Apart from personal character flaws, is there something about Israel’s system of government that conduces to corruption?  Absolutely!

 

(1) The mere fact Israel makes the entire country a single single electoral district necessitates the parliamentary system of portional Representation (PR).  This compels citizens to vote for party lists or slates rather than individual candidates.  One consequence is that Knesset Members (MKs) are not individually accountable to the voters in constituency elections. This electoral system conduces to corruption, because MKs do not have to compete against rival candidates who would obviously have a personal motive, as well as a civic responsibility, to expose the flaws or incompetence of an incumbent or aspiring MK.

 

(2) Given a low electoral threshold (currently 2 percent), PR multiplies the number of parties competing in an election—more than 30 in the last election!  This arrangement inclines an MK to be very much concerned about how his vote on a bill will affect his place or ranking on his party’s list.  His place on his party’s list is obviously crucial to his political career and political longevity. This fact will influence his political judgment on issues of nation concern.  Suffice to mention how 29 MKs hopped over to rival parties in the 1999 election to obtain a more favorable position of their party’s list. 

 

(3) Moreover, PR or the absence of constituency elections enabled 23 Likud MKs to violate their pledge to the nation in the January 2003 election by voting for “unilateral disengagement” from Gaza he following year. (I doubt this betrayal was considered by any international body that assesses corruption in the democratic world.)

 

(4) Now, it’s obvious that the multiplicity of parties spawned by Proportional Representation virtually prevents any party in Israel from winning a majority of the votes in any election.  Forming a government therefore requires a coalition of five or more rival parties.  These rival parties are, or tend to be, more concerned about dividing the spoils of office than the national good—as David Ben-Gurion complained many decades ago in his Memoirs.

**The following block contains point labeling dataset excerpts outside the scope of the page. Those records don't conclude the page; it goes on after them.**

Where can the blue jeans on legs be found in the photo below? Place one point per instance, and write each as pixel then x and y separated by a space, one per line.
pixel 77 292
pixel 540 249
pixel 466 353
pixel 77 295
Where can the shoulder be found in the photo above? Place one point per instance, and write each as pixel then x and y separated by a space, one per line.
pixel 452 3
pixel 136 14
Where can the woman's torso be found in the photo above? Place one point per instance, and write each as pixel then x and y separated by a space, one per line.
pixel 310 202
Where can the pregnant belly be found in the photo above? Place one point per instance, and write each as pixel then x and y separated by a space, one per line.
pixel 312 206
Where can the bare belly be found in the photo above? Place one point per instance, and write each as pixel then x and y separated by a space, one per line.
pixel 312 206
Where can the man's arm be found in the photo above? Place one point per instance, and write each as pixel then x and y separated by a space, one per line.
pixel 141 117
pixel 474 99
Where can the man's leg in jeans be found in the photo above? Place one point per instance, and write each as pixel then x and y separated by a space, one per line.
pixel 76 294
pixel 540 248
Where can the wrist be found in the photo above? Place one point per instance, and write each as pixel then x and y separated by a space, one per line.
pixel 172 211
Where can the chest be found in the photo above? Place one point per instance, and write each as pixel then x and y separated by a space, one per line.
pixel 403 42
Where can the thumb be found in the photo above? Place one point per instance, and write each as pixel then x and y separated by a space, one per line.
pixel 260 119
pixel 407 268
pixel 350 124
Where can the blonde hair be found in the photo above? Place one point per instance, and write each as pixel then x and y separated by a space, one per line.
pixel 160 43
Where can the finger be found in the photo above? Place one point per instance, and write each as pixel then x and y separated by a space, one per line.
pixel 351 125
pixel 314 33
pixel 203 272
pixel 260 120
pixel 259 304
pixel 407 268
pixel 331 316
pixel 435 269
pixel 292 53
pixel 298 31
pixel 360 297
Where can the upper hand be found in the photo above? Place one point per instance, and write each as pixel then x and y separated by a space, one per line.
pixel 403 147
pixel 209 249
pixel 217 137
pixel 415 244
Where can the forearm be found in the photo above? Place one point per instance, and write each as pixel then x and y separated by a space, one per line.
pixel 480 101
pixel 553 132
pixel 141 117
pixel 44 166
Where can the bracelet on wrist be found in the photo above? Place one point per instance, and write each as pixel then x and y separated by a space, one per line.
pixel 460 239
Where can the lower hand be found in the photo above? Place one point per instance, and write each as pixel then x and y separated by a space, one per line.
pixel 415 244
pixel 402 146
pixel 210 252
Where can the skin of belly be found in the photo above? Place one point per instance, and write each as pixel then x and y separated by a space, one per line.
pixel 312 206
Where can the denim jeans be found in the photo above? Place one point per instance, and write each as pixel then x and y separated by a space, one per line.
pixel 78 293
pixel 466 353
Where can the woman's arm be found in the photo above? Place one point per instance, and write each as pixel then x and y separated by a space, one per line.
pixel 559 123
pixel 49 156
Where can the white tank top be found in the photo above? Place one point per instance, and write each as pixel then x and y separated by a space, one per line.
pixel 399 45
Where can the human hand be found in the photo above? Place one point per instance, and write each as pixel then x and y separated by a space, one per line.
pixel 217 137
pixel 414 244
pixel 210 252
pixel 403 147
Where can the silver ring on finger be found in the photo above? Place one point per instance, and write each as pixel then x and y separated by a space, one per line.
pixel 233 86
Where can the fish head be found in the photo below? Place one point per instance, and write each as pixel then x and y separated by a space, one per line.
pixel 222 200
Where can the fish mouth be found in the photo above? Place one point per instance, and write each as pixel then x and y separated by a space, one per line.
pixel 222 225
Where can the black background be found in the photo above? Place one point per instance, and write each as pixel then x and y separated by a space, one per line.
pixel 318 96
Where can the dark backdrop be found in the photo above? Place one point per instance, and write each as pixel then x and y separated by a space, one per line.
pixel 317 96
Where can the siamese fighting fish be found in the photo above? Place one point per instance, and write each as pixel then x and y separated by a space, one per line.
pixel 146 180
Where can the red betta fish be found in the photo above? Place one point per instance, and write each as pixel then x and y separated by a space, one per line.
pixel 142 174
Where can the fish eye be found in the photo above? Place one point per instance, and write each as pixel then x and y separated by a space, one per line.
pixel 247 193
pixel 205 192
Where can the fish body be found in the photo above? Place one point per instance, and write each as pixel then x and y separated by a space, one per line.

(5)  By producing a plural executive consisting of rival political parties, PR undermines the all-important democratic principle of accountability—as we saw in the debacle of the Second War in Lebanon.  Some faulted Likud Prime Minister Olmert; others faultedLabor Defense Minister Amir Peretz.  Virtually none but the present writer faulted the SYSTEM of Proportional Representation and its direct consequence, multiparty cabinet government!

 

(6) Multiparty cabinet government is not only incapable of pursing coherent and resolute national policies.  In the absence of constituency elections, PR injects part of the legislative branch of government into the executive branch.  This absence ofseparation of powers precludes effective institutional checks and balances, an obvious cause of corruption.

 

(7) By definition, many of the parties produced by PR are single-issue oriented.  A few parties may win two or three seats in the Knesset, which may be enough to decide the passage of a law.  This increases the probability that a vote of one small party will be bought by a major party.  If the Obama administration had to buy a few votes to pass his health care bill in a legislative assembly consisting of only two or three parties, buying one or two votes in a Knesset consisting of 12 or 13 parties is a snap.  That’s exactly what the Rabin government did to implement the disastrous Oslo Accords.  All it cost was to give an MK a deputy ministership and perhaps a Mitsubishi.

 

Now, to avoid misunderstanding, I am not saying that there are institutional substitutes for virtue.  All institutions can do—but that’s a lot—is reduce the number opportunities that may prompt imperfect human beings to go astray and betray the public trust.  I have repeatedly said and demonstrated year after year that Israel’s political institutions readily foster the vices of men and thereby maximize official corruption in the one and only Jewish state.  This corruption trickles down.  It encourages corruption at other levels of government, indeed, in society at large.